Moderator und TV-Star Gerhard Delling macht am Rednerpult lockere Sprüche. Dann doziert Bestsellerautor und Fitnessguru Ulrich Strunz vor dem Bundesadler über die Geheimnisse des Erfolgs und die richtige Sauerstoffmenge im Hirn.

Luxus lässt sich nicht gut verkaufen

In der Saemisch-Straße, direkt gegenüber des alten Plenarsaals, warten die früheren Appartements von Parlamentariern und Bediensteten auf ihr Aus. Manches vergilbte Namensschildchen ist noch zu entziffern.

Wie karg hier doch gehaust wurde. Auch Joschka Fischer wohnte hier. Staunen über geballte Gewöhnlichkeit drängt sich dem Besucher auch in den alten Gebäude von Bundestag und Bundesrat auf. Alles funktional, schlicht.

Auf einige Landesvertretungen traf dies nicht zu. Das erschwerte den Verkauf. Noch immer sind nicht alle Gebäude an den Mann gebracht. In der Vertretung Nordrhein-Westfalens, in der 1998 die erste rot-grüne Koalition ausgehandelt wurde, wird gerade ein Elite- Studienzentrum für Informationstechnologie hergerichtet.

Das alte Kanzleramt wird mit Millionenaufwand grundsaniert. Seit Monaten ist es mit transparenten Plastikplanen verhüllt. In drei Jahren soll hier das Bundesministerium für wirtschaftliche Zusammenarbeit einziehen.

Doch mit der Regierungsaufteilung zwischen Berlin und Bonn ist das so eine Sache. Laut Gesetz von 1994 soll die Arbeitsteilung von „Dauer” sein.

„Aber Gesetze sind nicht für die Ewigkeit gemacht”, weiß auch Bonns Oberbürgermeisterin Bärbel Dieckmann um die doch unsichere Zukunft. Seit dem Umzug haben sechs Ministerien ihren ersten Sitz am Rhein, die übrigen ihren zweiten Dienstsitz.

Immer noch arbeiten hier mehr Regierungsbeamte (rund 11.000) als in Berlin (rund 8000). Allerdings ist die Führungsspitze der Ministerien auch mit Erstsitz Bonn kaum noch am Rhein, und auch die Minister lassen sich höchst selten blicken.

Immer wieder sorgen daher in Bonn Spekulationen für Unruhe, dass an dem Gesetz gedreht werden soll, oder per Rutschbahneffekt neue Fakten geschaffen werden. Da war es kein gutes Signal, dass Bundeskanzler Gerhard Schröder den Karnevalsempfang 2002 absagte. Im Wahlkampf machte er einen Bogen um die Stadt.

Zu später Stunde hatte der junge Abgeordnete hier einst lautstark am Eisentor des Kanzleramts gerüttelt („Ich will hier rein!”). Das Tor sichert heute ein privater Wachdienst.

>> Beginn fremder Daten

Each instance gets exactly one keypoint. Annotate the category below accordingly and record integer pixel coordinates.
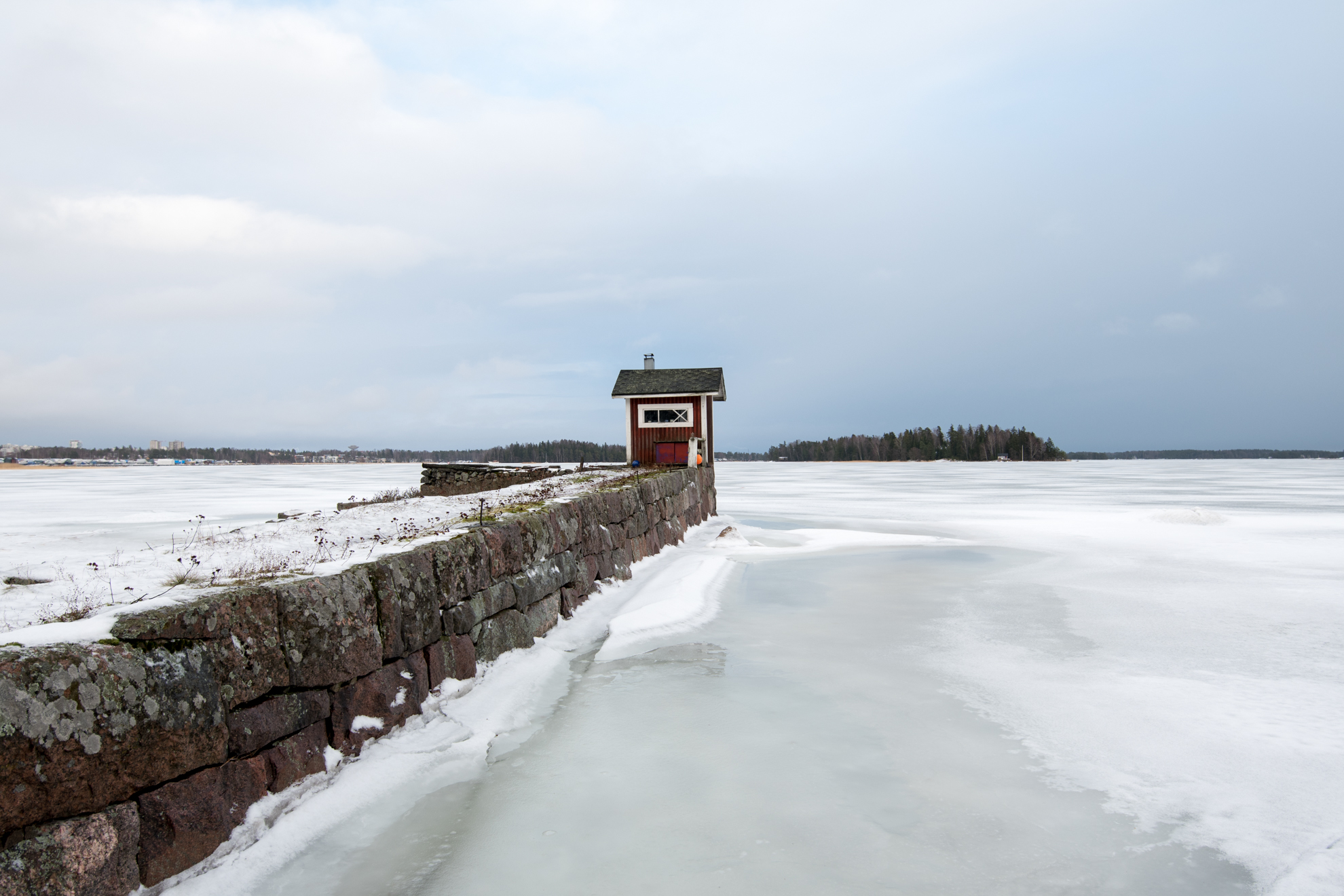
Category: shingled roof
(688, 381)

Mit der Politik machten sich auch zwangsläufig Journalisten rar. Der alte Presseclub in der Heinrich-Brüning-Straße wird gerade runderneuert und soll wieder Zentrum für die Medien werden.

Und das berühmte Tulpenfeld, aus dem früher die Bundespressekonferenzen übertragen wurden, ist zu neuem Leben erwacht.

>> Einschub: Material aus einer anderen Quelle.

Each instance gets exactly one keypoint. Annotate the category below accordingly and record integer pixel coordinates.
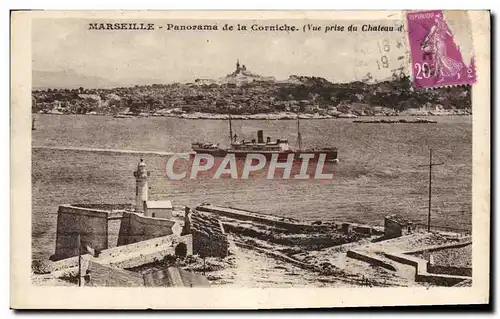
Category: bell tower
(141, 186)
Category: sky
(124, 57)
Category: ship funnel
(260, 136)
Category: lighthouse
(141, 186)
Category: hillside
(243, 92)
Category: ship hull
(330, 155)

Hier gibt es Entwicklungsorganisationen, die Regulierungsbehörde, Post-Büros und eine große Kantine, in der sich Beschäftigte aus dem gesamten Regierungsviertel zur Mittagszeit versammeln. Parkplätze sind genau so selten zu finden wie zu Regierungszeiten.

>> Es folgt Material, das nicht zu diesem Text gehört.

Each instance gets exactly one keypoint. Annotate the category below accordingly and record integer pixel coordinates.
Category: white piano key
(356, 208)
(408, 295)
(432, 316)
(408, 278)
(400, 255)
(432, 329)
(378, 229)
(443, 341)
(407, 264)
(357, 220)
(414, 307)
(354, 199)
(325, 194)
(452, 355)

„Weg der Demokratie” als Touristen-Attraktion

Geplant ist, im alten Regierungsviertel einen „Weg der Demokratie” einzurichten. Stationen wie die feine Villa Hammerschmidt, die noch als zweiter Dienstsitz des Bundespräsidenten dient, das renovierte Palais Schaumburg, das Kanzleramt oder der „Lange Eugen” sollen an 50 Jahre Geschichte der Bundesrepublik erinnern.

Dafür erinnert ein Lokal an die alten Zeiten. In der Adenaueralle 70, dort, wo früher Diplomaten des Auswärtigen Amtes aus dem Café Abresch ihren Kuchen holten, hat Guntram Fischer die „Bonner Republik” eingerichtet.

Zunächst hatte er mit einem Bundesadler-Schild geworben. Doch das Verwaltungsamt verfügte, dass der Adler als Symbol nicht zu Reklamezwecken benutzt werden dürfe. „Deshalb hängt hier jetzt die Henne.”

Eingeweihte wissen, dass der Bundesadler, der im Parlamentsaal hängt, wegen seiner runden Formen auch als „fette Henne” verspottet wurde.
Vor kurzem schaute auch Alt-Kanzler Kohl überraschend mal vorbei.

„Er trank eine Weinschorle und aß einen Thunfisch-Salat”, berichtet der 42-jährige Fischer.

In Räumen mit den Namen „Plenarsaal” oder „Ausschusssitzungen” hängen Politiker-Karikaturen und ein Ölbild aus der Hand von Ex-Verteidigungsminister Georg Leber.

Auf der Speisekarte stehen Gerichte wie „Erich Honecker” (1 Glas Leitungswasser mit einer Scheibe trockenem Brot), „Joschka Fischer” (Müsli mit Joghurt und Früchten dazu ein frischer Orangensaft) oder „Norbert Blüm” (Rheinischer Sauerbraten, Klöße und Apfelrotkraut).